정의;효과적으로 Receptive Field를 키우고 그로 인해 정보 집약 효과가 극대화가 되고 필터 사이즈는 0입니다.
특징: 가장 큰 대표영역 뽑고 나머지는 무시합니다.

왜 MAX POOLING는 Accuracy 저하X

translational invariance효과

: 시프트 효과가 일어나도 동일한 특징을 안정적으로 잡아내어서 오버피팅 방지 및 안정적인 특징 추출 효과

비선형 함수가 갖고 있는 추출 효과를 가짐

: 하위 레이어의 연산 결과는 무시하나 상위 레이어 추출하여 올려서 성능 증진.

Receptive Field 극대화.

: 레이어를 많이 쌓으면 오버피팅, 연상량 증가, 기울기 손실등의 문제가 발생하지만 그것을 해결함.

Deconvolution Layer

Auto Encoder

정의: Convolution결과를 역재생하여 원본 복원
만드는 순서

import 패키지 and load MNIST Dataset

## 이미지 복원을 할 것이기 때문에 y_train, y_test를 사용하지 않고
## x_train의 라벨이 x_train자신이 된다.

import numpy as np
from tensorflow.python.keras.layers import Input, Dense, Conv2D, MaxPooling2D, UpSampling2D
from tensorflow.python.keras.models import Model
from tensorflow.python.keras.datasets import mnist
import json
import matplotlib.pyplot as plt #for plotting

# MNIST 데이터 로딩
(x_train, _), (x_test, _) = mnist.load_data()    # y_train, y_test는 사용하지 않습니다.

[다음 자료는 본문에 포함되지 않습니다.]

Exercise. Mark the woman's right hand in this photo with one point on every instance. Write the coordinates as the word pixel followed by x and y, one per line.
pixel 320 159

x_train = np.expand_dims(x_train, axis=3)
x_test = np.expand_dims(x_test, axis=3)

x_train = x_train.astype('float32') / 255.
x_test = x_test.astype('float32') / 255.

Auto Encoder Model 구성

# 모델 구성

# AutoEncoder 모델 구성 - Input 부분
input_shape = x_train.shape[1:]
input_img = Input(shape=input_shape)

# AutoEncoder 모델 구성 - Encoder 부분
encode_conv_layer_1 = Conv2D(16, (3, 3), activation='relu', padding='same')
encode_pool_layer_1 = MaxPooling2D((2, 2), padding='same')
encode_conv_layer_2 = Conv2D(8, (3, 3), activation='relu', padding='same')
encode_pool_layer_2 = MaxPooling2D((2, 2), padding='same')
encode_conv_layer_3 = Conv2D(4, (3, 3), activation='relu', padding='same')
encode_pool_layer_3 = MaxPooling2D((2, 2), padding='same')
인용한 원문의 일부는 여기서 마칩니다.